Karma, Kamma ou Carma

e as Leis de Causa e Efeito

Projeto Xaoz
7 min readFeb 6, 2019

“Intenção, eu digo, é kamma. Pela intenção, a pessoa faz kamma através do corpo, linguagem, e mente.” — Anguttara Nikaya VI.63

Kamma, em Páli, ou Karma, em Sânscrito, significa “ação”. Porém, no Dhamma Budista, Kamma significa todas as ações intencionais.

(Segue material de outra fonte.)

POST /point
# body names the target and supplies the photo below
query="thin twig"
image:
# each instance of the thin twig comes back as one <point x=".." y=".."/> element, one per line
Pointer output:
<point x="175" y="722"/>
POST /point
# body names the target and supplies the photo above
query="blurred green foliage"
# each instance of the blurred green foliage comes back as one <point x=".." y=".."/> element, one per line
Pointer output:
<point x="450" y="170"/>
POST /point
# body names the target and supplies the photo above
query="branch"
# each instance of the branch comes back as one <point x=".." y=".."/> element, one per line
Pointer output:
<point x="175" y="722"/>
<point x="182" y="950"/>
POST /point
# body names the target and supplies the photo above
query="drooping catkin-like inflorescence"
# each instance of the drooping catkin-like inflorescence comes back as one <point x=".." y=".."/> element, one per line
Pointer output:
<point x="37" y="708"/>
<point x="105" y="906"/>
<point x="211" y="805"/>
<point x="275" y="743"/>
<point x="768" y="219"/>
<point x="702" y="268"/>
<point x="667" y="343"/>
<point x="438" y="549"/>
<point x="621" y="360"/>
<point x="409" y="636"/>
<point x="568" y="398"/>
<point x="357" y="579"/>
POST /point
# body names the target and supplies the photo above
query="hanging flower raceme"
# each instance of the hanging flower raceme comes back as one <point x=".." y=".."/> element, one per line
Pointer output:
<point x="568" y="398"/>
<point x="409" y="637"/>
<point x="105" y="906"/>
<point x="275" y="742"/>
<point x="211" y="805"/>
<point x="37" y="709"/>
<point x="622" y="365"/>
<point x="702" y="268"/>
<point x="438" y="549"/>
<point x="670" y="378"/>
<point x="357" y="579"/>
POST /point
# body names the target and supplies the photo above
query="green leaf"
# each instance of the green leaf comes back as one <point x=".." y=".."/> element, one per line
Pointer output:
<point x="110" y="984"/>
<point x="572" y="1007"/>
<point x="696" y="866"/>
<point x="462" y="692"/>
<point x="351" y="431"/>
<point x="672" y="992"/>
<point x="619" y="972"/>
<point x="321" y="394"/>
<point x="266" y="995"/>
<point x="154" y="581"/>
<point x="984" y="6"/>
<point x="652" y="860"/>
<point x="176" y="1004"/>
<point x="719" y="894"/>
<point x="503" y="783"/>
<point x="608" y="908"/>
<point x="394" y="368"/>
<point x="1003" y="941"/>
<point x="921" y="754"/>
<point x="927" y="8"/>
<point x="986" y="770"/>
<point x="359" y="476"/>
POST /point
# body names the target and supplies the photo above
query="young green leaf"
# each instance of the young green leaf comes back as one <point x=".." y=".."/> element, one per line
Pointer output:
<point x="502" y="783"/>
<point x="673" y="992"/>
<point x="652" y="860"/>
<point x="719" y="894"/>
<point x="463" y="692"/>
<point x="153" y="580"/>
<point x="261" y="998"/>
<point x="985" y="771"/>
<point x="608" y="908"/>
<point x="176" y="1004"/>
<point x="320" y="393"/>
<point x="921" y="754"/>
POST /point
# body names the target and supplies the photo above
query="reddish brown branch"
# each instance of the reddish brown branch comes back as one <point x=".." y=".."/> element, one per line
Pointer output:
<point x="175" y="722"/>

Imagem: entalhe com motivos Tibetanos, por XiangBa.

A Origem do Karma

No Kamma Sutta, (Samyutta Nikaya), Buda Gotama sinaliza que o Kamma pode surgir do olho, ouvido, nariz, língua, corpo e mente, tendo como base os desejos das sensações do passado. Ou seja, surgem de ações que praticamos intencionalmente nas quais as sensações sejam boas ou ruins para nós, e cujo efeito perdura porque nos apegamos no passado. Também pode surgir de ações com o corpo, linguagem e mente no momento presente, que são ações intencionais feitas no aqui/agora, fruto de atitudes não-hábeis (prejudiciais à nós e aos outros seres) do corpo, da fala e dos pensamentos.

Ajaan Anan, discípulo de Ajaan Chah, diz em seu livro Ensinamentos Fáceis, Verdades Profundas que: “Intenções benéficas que surgem na mente irão levar a palavras e ações benéficas, enquanto intenções prejudiciais irão levar a palavras e ações prejudiciais”.

Geramos Kamma constantemente, pois praticamente tudo que surge em nossa mente está carregado de intenção e desejo e, de acordo com o Dhamma, essas ações irão frutificar e gerar frutos doces ou amargos, no aqui/agora. Por isso a importância de se estar atento ao que se pensa, pois um pensamento simples que passa em nossa mente, se não compreendido, pode gerar uma raiz, que crescerá e frutificará como uma ação prejudicial.

Atos intencionais e não intencionais

O que seria intenção? Sempre damos a desculpa: “Não foi minha intenção! Não quis dizer isso! Foi sem querer!”. Como já cantou Madonna: “A estrada para o Inferno está pavimentada de boas intenções”.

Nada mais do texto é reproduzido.